MANHATTAN — The Cortlandt Street station at the World Trade Center re-opened on Saturday—three days before the 17th  9/11.

"It took long but a its beautiful," said Nina Doumbia, a commuter who relies on mass transit to get to and from work.

Doumbia says she remembers the days after the 9/11 terror attacks and how it destroyed the Cortlandt Street station. She says she feels Saturday's reopening is the final piece to the rebuilding efforts that has spanned 17 years.

"This is definitely the best thing ever," Doumbia said. "We don't have to walk to the 4 train and then walk to the ferry. It's just simple."

The new station is fully accessible, has fewer columns for easier customer flow and is also air-conditioned.
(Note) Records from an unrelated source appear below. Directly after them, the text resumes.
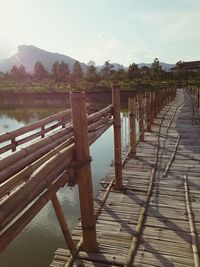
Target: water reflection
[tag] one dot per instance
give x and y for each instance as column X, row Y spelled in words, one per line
column 38, row 241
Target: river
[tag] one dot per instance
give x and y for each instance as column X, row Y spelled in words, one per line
column 36, row 244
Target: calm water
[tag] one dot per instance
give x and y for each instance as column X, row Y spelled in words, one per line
column 36, row 244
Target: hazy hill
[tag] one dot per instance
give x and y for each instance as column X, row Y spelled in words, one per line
column 165, row 66
column 28, row 55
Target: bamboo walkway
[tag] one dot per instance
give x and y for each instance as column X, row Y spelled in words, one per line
column 155, row 220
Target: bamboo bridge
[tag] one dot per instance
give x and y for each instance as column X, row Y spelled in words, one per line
column 147, row 212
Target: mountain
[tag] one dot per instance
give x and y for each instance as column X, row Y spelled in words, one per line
column 28, row 55
column 116, row 66
column 165, row 66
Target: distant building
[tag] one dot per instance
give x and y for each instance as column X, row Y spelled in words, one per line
column 187, row 66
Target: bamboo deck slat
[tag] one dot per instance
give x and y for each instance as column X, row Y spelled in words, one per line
column 165, row 238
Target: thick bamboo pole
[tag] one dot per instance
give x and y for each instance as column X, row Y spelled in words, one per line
column 132, row 126
column 63, row 224
column 21, row 222
column 117, row 137
column 83, row 171
column 141, row 117
column 148, row 99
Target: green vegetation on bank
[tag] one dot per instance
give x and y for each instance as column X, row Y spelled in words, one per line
column 61, row 78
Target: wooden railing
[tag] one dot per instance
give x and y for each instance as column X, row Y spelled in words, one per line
column 31, row 176
column 195, row 92
column 33, row 131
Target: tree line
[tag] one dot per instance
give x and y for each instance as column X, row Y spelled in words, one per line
column 92, row 77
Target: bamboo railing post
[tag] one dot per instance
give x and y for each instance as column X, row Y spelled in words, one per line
column 117, row 137
column 141, row 117
column 13, row 142
column 42, row 130
column 152, row 107
column 132, row 127
column 83, row 170
column 148, row 97
column 63, row 224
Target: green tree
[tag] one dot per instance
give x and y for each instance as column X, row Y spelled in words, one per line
column 156, row 69
column 77, row 72
column 40, row 73
column 60, row 71
column 133, row 72
column 91, row 73
column 107, row 71
column 145, row 73
column 19, row 73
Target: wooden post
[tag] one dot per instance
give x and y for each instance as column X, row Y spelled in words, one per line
column 83, row 170
column 141, row 117
column 152, row 107
column 132, row 127
column 63, row 224
column 117, row 137
column 148, row 99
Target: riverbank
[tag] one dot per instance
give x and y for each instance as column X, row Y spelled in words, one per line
column 51, row 99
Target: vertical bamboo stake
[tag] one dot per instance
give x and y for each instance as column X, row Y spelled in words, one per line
column 83, row 171
column 152, row 106
column 132, row 127
column 148, row 99
column 117, row 137
column 141, row 117
column 63, row 224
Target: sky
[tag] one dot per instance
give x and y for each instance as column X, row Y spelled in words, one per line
column 122, row 31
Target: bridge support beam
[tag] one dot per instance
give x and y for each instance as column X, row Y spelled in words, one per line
column 117, row 137
column 132, row 128
column 83, row 170
column 141, row 117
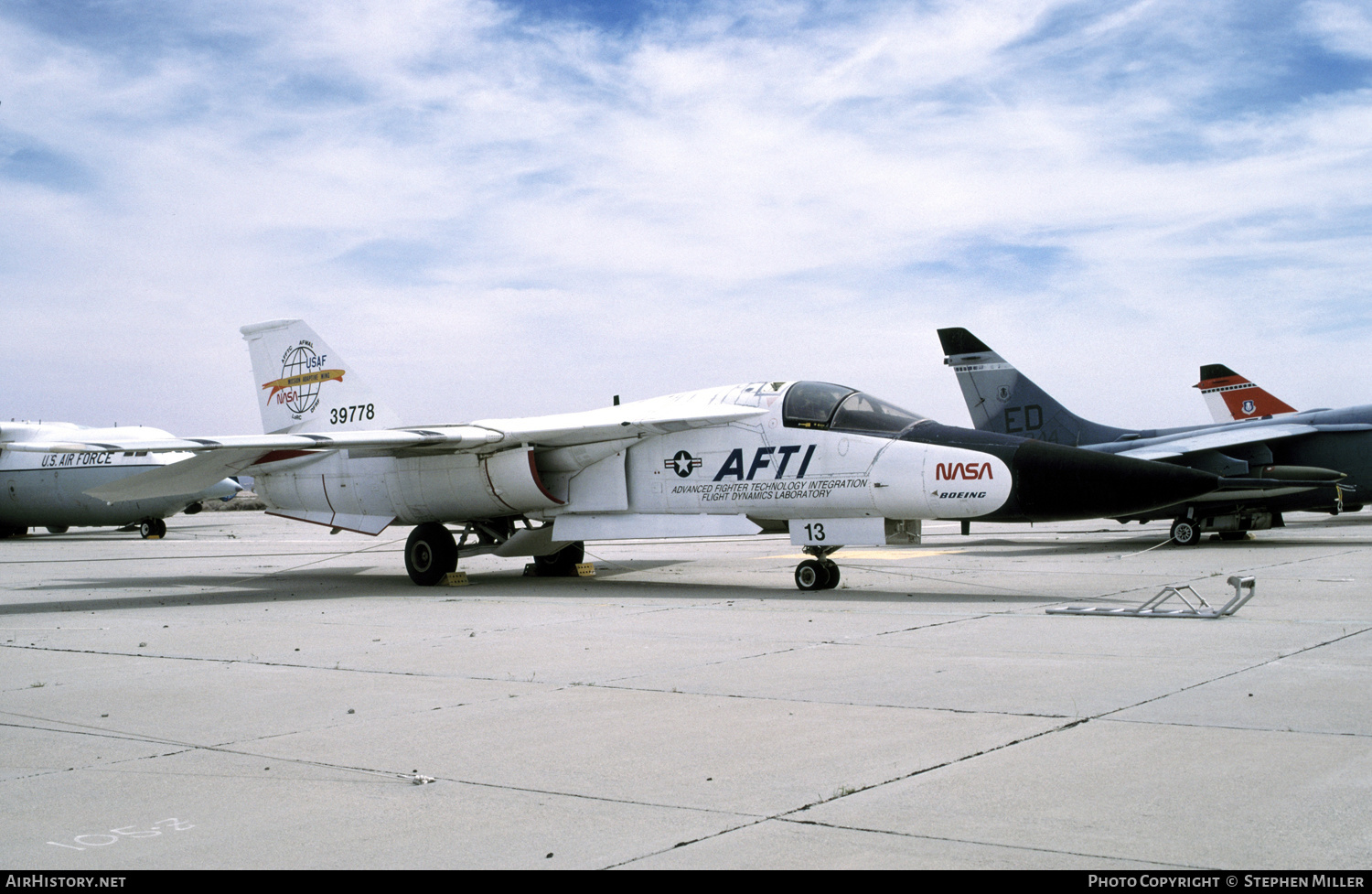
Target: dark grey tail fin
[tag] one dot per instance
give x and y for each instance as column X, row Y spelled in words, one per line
column 1001, row 398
It is equipped with electronic signage displaying real-time service information.

The station also features mosaic tiles with text from the Declaration of Independence and the United Nations Universal Declaration of Human Rights, done by artist Ann Hamilton.

The Metropolitan Transportation Authority is calling this station the blueprint for the future.

"We can have a state of the art transit system in under ten years," NYC Transit President Andy Byford said.

The opening of the new station will provide for a better commute and a better experience, but for Shaun Diamond it is more than that.

He was just a kid on 9/11 but will never forget the way New Yorkers and the country responded.

"It is exciting because I was actually five years old when it happened and I was in Manhattan when the World Trade Center was actually coming down," Diamond said. "It's just cool to see everything new and reformed."